19.5 Lognormal Distribution Examples in AI & ML

Explore 19.5 diverse examples of the Lognormal Distribution, crucial for modeling skewed data in AI, ML, finance, biology, and network traffic.

19.5 Examples of the Lognormal Distribution

The Lognormal Distribution is a continuous probability distribution of a random variable whose logarithm is normally distributed. It is particularly useful for modeling data that exhibits positive skewness and arises from multiplicative processes. Common applications include modeling financial asset returns, biological measurements (like cell sizes or protein concentrations), and network traffic.

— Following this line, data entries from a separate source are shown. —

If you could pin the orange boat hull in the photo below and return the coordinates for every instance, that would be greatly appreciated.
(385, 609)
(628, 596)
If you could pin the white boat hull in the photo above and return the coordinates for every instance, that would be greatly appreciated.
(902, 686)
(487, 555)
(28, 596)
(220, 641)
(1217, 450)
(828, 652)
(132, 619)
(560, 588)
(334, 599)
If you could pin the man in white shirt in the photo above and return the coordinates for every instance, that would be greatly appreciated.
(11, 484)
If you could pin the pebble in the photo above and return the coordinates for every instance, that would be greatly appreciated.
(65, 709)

Understanding the Lognormal Distribution

A random variable $X$ follows a lognormal distribution if its logarithm, $\ln(X)$, follows a normal distribution. The normal distribution is defined by its mean ($\mu'$) and standard deviation ($\sigma'$). However, the lognormal distribution is often parameterized using its geometric mean and geometric standard deviation.

  • Geometric Mean ($e^{\mu'}$): This is the median of the lognormal distribution. It represents the central tendency when dealing with multiplicative effects.
  • Geometric Standard Deviation ($e^{\sigma'}$): This measures the spread or dispersion of the distribution on a multiplicative scale.

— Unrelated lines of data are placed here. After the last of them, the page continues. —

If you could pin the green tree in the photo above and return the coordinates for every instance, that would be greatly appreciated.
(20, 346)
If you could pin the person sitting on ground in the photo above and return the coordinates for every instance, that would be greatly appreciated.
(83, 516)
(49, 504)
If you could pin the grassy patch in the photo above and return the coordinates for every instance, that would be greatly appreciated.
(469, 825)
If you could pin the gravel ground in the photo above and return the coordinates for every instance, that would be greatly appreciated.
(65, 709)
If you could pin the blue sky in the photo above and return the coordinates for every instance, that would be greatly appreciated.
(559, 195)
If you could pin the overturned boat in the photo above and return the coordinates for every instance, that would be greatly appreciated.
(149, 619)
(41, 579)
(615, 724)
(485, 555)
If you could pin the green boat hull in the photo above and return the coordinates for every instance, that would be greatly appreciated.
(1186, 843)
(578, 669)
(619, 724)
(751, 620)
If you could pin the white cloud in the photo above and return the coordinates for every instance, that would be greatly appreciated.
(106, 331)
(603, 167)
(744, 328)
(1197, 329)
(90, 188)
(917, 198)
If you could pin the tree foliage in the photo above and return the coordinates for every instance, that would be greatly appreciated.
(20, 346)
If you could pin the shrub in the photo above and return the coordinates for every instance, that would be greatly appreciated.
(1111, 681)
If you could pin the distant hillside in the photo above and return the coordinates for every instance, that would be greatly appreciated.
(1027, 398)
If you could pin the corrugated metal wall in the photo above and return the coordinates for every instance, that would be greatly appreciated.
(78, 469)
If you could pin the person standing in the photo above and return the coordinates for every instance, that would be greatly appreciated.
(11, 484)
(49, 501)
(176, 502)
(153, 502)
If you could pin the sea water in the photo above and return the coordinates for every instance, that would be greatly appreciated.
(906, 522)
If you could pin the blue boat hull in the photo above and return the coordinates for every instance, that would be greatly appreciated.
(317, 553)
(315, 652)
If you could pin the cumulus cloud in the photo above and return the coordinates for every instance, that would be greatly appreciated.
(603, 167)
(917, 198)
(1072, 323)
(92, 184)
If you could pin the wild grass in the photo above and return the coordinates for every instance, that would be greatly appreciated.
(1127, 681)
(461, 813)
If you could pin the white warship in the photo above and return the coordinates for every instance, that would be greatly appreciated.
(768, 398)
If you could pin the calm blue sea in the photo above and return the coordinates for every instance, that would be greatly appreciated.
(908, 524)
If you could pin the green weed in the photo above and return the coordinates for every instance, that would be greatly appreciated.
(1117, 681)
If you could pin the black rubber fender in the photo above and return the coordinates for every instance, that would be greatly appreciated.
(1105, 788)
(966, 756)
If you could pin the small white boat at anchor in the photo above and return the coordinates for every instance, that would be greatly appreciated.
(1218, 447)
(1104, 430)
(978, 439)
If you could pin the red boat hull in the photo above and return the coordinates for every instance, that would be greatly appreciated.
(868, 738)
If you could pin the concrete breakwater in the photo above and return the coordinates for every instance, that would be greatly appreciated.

It's important to distinguish these parameters from the mean ($\mu$) and standard deviation ($\sigma$) of the underlying normal distribution of the logarithm. The formulas provided below use the parameters of the underlying normal distribution ($ \mu' $ and $ \sigma $).

Key Lognormal Distribution Formulas

Let $X$ be a random variable following a lognormal distribution. The parameters often used are $\mu'$ (the mean of $\ln(X)$) and $\sigma$ (the standard deviation of $\ln(X)$).

  • Mean ($\mathbb{E}[X]$): $$ \mathbb{E}[X] = e^{\mu' + \frac{\sigma^2}{2}} $$ Note: Some sources use $ \mu $ and $ \sigma $ directly for the parameters of the lognormal distribution, where $ \mu $ is the mean of the log-transformed variable and $ \sigma $ is the standard deviation of the log-transformed variable. If the problem statement provides "geometric mean" and "geometric standard deviation," these refer to $e^{\mu'}$ and $e^{\sigma}$ respectively. We will assume $\mu'$ and $\sigma$ are the parameters of the underlying normal distribution for consistency with common statistical software and texts.

  • Variance ($\text{Var}[X]$): $$ \text{Var}[X] = (e^{\sigma^2} - 1) e^{2\mu' + \sigma^2} $$

  • Median: $$ \text{Median}(X) = e^{\mu'} $$

  • Relationship between Geometric Mean and Median: The geometric mean of a lognormal distribution is its median.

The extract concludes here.